Written by: Audiotelligence
Blind Source Separation: Making Your Voice stand out from the Crowd
Blind Source Separation, or BSS as it’s commonly known, is a familiar term in the world of audio research. Many research papers have been written on it, but not many people, even in the world of audio, fully understand how it works. Nor how, used appropriately, it can work in conjunction with other audio techniques to produce clear speech in noisy environments.
So – what is BSS and what can it do?
To explain this, let’s take a step back and imagine a room where someone is being interviewed in front of a video camera. Just as what we can see in the room is the visual scene, the sounds within the room make up the acoustic scene. In our imaginary interview setting, you might hear the interviewee’s voice, the voice of the interviewer, perhaps background hum from air conditioning, a clock ticking, some noise from outside…. All of these are sound sources within an acoustic scene.
Microphones placed in our imaginary room will pick up a mix of sounds coming from all these sources. This can result in muddled sound and barely intelligible speech, especially if two people are talking at the same time or if the background noise is loud. What we’re trying to do with BSS is to take that mix and separate it out into the individual sources. So, if the interviewer and interviewee both talk at once, BSS can separate the two voices into individual and completely separate streams of sound. At the same time, BSS will help to reduce any background noise to make those voices more intelligible. Thus, not only does it separate out the dominant sources from each other really well, it also does quite a significant amount of ambient noise reduction – between 5 and 12 dBs, depending on the number of microphones used.
And by the way, achieving a successful commercial BSS solution is not easy.
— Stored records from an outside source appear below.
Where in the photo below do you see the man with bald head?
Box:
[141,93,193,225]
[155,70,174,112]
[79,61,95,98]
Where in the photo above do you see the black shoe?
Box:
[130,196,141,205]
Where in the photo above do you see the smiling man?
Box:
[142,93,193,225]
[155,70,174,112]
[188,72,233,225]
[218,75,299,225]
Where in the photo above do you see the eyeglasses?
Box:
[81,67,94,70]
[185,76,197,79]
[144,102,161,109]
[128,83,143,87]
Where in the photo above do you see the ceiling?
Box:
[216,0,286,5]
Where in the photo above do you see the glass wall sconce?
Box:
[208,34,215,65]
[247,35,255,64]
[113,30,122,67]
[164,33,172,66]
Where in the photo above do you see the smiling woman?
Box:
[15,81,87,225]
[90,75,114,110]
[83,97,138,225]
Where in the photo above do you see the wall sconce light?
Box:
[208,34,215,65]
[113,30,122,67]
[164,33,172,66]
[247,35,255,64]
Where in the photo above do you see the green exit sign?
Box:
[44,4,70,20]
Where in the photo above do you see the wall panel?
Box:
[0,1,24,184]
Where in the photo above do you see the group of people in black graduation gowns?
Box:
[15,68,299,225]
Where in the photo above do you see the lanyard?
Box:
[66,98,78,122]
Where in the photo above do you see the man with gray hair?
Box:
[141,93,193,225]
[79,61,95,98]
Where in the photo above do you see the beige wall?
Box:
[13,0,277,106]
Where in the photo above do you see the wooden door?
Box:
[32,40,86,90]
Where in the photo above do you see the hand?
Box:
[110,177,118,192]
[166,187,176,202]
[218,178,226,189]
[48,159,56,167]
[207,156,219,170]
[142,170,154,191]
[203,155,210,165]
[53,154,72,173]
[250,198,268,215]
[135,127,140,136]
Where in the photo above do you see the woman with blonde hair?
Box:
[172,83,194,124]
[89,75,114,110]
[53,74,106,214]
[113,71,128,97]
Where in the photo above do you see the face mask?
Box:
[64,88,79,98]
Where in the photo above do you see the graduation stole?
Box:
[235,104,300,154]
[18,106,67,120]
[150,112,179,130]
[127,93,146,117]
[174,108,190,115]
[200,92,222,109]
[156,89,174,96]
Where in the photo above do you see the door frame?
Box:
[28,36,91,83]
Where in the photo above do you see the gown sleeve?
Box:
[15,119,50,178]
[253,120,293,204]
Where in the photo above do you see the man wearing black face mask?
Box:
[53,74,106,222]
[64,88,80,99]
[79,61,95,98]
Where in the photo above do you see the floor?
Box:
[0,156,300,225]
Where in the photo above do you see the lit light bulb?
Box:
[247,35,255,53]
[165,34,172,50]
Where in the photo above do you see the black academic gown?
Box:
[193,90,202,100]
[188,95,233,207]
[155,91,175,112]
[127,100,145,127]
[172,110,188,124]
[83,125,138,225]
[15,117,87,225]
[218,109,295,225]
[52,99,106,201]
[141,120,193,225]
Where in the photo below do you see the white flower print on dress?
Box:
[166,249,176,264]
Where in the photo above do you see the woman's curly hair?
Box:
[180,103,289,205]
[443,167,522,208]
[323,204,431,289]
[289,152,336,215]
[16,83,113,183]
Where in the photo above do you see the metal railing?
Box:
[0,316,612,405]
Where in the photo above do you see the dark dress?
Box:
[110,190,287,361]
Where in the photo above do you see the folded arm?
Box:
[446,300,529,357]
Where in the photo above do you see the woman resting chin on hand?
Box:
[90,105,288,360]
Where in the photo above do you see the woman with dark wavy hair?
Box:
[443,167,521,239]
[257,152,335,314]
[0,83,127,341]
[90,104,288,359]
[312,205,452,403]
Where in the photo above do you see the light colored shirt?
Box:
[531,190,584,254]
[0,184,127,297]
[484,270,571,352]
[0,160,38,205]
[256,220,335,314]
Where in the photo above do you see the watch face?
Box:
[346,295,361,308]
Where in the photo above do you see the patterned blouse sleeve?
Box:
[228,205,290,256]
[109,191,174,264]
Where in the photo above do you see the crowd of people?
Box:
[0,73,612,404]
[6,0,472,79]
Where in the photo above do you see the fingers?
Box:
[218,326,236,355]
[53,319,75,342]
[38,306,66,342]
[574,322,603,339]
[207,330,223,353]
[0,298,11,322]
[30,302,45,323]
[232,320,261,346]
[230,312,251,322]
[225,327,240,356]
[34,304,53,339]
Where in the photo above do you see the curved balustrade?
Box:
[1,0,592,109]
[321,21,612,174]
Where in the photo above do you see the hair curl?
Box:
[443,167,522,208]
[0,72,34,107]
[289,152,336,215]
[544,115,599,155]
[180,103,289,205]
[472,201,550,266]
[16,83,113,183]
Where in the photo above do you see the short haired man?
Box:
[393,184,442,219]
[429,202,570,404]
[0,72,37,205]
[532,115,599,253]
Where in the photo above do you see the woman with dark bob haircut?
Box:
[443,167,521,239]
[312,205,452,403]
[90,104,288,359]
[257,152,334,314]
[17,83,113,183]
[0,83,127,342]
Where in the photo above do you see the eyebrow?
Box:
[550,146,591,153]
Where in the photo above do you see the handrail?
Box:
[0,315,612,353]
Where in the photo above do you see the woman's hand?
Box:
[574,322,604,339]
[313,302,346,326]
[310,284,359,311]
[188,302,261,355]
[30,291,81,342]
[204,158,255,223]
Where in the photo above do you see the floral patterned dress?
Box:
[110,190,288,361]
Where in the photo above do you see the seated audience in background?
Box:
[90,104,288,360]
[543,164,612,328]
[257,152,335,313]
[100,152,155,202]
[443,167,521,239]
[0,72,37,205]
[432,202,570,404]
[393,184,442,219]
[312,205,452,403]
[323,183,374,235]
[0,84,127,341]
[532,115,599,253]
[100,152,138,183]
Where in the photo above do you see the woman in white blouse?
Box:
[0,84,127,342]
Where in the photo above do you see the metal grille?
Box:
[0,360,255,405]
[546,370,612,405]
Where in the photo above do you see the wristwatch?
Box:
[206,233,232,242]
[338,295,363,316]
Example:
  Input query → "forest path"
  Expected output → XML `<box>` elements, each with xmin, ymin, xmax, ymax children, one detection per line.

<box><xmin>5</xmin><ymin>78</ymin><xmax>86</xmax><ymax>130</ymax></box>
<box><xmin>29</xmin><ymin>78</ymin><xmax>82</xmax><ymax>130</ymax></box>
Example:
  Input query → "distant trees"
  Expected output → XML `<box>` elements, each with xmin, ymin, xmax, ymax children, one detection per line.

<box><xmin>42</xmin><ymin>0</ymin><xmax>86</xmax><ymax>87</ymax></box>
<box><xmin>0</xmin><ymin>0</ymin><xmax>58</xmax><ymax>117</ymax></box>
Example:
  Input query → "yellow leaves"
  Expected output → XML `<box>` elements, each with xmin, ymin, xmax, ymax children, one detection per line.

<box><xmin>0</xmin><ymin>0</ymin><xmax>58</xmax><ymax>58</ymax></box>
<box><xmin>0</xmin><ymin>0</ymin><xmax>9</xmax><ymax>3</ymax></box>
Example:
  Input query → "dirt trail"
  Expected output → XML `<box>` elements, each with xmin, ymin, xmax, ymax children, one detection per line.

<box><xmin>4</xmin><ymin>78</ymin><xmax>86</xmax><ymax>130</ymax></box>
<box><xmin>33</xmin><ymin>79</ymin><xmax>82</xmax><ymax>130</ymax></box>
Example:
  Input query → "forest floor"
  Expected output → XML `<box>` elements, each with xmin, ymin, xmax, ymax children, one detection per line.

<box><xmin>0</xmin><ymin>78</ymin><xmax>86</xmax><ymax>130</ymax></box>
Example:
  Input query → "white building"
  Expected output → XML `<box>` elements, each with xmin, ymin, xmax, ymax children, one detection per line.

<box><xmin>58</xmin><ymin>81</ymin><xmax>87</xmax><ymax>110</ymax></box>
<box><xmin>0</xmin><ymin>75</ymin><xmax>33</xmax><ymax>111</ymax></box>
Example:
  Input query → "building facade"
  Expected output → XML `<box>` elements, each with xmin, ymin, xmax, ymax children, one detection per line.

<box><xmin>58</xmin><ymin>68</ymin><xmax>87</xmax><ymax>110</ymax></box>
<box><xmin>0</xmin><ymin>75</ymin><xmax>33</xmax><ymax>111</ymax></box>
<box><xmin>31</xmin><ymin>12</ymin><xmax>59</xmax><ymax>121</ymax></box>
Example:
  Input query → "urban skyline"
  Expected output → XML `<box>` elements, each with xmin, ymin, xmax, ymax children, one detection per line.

At AT our method was to approach it as a Bayesian probability problem using the statistics of the sources. Most sources are “heavy tailed”; they have large outliers that occur reasonably frequently. The central limit theorem says that any mixture of independent sources becomes more Gaussian, which is a lot less heavy tailed than the typical distribution of an individual source. The microphones are picking up such a mixture of sound sources. Our BSS algorithm transforms the mic data back to the sources by restoring this heavy tailed nature. Obviously this can’t be just any old transformation, and there are various mathematical properties that have to be preserved as well for this to be effective.
The great thing about BSS is that, used on its own, it not only does a great job of separating sound sources, but that it has lots of synergies with other techniques. It is best viewed as a valuable and highly useful component in the whole audio stack: you can choose the best techniques to combine with it, depending on what problem you need to solve.
For example, because the output from BSS is just the one source that is of interest, plus some ambient noise, that output is perfect for processing with noise reduction technology. Noise reduction on its own cannot solve the problem of separating sources but if you add it to BSS, it will reduce the ambient noise even further. You will achieve much better overall signal quality from the combination of BSS and noise reduction than by using noise reduction on its own.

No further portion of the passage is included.